Saburo turned. "It might not do that," he said sharply. "If perhaps only a few of the—of the warriors crossed. There needn't be a serious disruption of the Matrix."

"Which plane?" said Sparrow.

"This is purely an intellectual problem of the sort your crude—"

"Which plane, milord?" Sparrow repeated. He did not bother to raise his voice, but no one who knew the smith could doubt that he would continue pressing until he had an answer—or Saburo gave him his death for asking.

"Say—as an intellectual exercise," Saburo said. "Say Plane Three. The androids would be easily surprised. In and out. And no repercussions. There very likely wouldn't be any repercussions."

"The androids," the smith said, "aren't defenseless, milord . . . but that wouldn't really matter. Seeings that the holds on Plane Three are all within the swamps, the androids wouldn't need to defend themselves. That lot—"

Sparrow jerked his bushy, cinnamon beard to indicate the warriors struggling in the last moments of full daylight.

"—would sink out of sight on the first piece of soft ground, which they'd find the first step they took out of the Matrix."

He fixed Saburo with eyes as frosty as metal burned in the casting crucible. "What is it that you really want, milord?" Sparrow asked.

Saburo tented his hands. "You can't help me," he said to his fingertips.

"I can't help you until you tell me what you want," the smith replied.

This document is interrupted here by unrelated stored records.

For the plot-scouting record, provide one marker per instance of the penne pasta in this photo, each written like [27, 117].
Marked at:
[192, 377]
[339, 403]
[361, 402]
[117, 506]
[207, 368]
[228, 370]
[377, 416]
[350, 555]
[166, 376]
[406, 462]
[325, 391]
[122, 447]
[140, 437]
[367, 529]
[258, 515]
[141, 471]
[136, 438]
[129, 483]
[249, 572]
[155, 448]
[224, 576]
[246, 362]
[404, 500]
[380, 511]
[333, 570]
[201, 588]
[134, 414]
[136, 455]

The sun dipped below the horizon, though refracted light continued to brighten the sky: lemon yellow in the west, a rich and saturated blue on the opposite horizon. The warriors still on their feet froze in position. Their arc weapons vanished like the visual aftershocks of a myriad lightning bolts, and the luster of the battlesuits dulled.

"All right," said Saburo with a calm that belied the struggle before he permitted himself to speak. "I'll show you, Master Sparrow."

He waved a hand. Master and servant vanished together from the battleplain as though they had never been.

The turtle-backed repair vehicles continued to crawl among the casualties as yet unrepaired.

The severed limbs were hollow. The battlesuits fought without anyone inside them.